Another possible solution is to develop rule-based systems following discussion with clinicians. To handle variations in each environment, clinical staff and researchers are usually involved. The process includes discussion between the clinical staff and the researchers responsible for preparing the datasets to write scripts to interpret the variations. This entails time/effort from each of the involved parties. The variations are then grouped under a standardised name for each structure. With new patients’ records added, the current rules are revisited and updated to match variations in the updated records. Hereafter, these rules gain complexity with time. Manual intervention is still required to validate the results, as no rules can cover the whole set of conditions. This process is also considered expensive and time consuming, especially with datasets from multiple institutions. Considering the time and effort required for standardising nomenclature, we observed the need for new systems to automate the process of standardising OARs and TVs naming.

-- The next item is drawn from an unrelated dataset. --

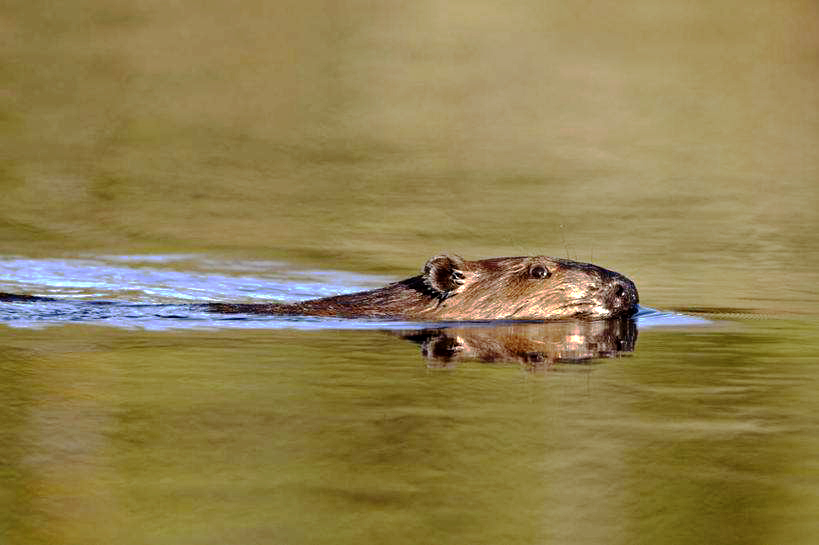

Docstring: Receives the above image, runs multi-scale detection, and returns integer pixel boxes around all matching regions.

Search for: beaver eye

In recent years, machine learning (ML) algorithms have been incorporated to standardise OARs and TVs nomenclature over multiple types of cancer patients’ datasets. This included lung, prostate, and head and neck cancer datasets [
9,
12,
13], but to our knowledge, no model has yet been developed to standardise nomenclature in breast cancer radiotherapy data. These methods utilised various types of ML algorithms such as convolutional neural networks (CNNs), gradient-boost machine (GBM), and multi-layered perceptron (MLP). In these studies, 2D images, 3D volumes, extracted features from volumes and images, or extracted features for text were used as input to the models trained to standardise naming conventions. The developed studies did not consider all the TVs and OAR used in treatment plan, which is needed for real world applications. Hereafter, we propose a new approach for standardising nomenclature that can be utilised throughout the whole list of breast radiotherapy plan volumes, as well as portions of it by using artificial neural networks (ANNs).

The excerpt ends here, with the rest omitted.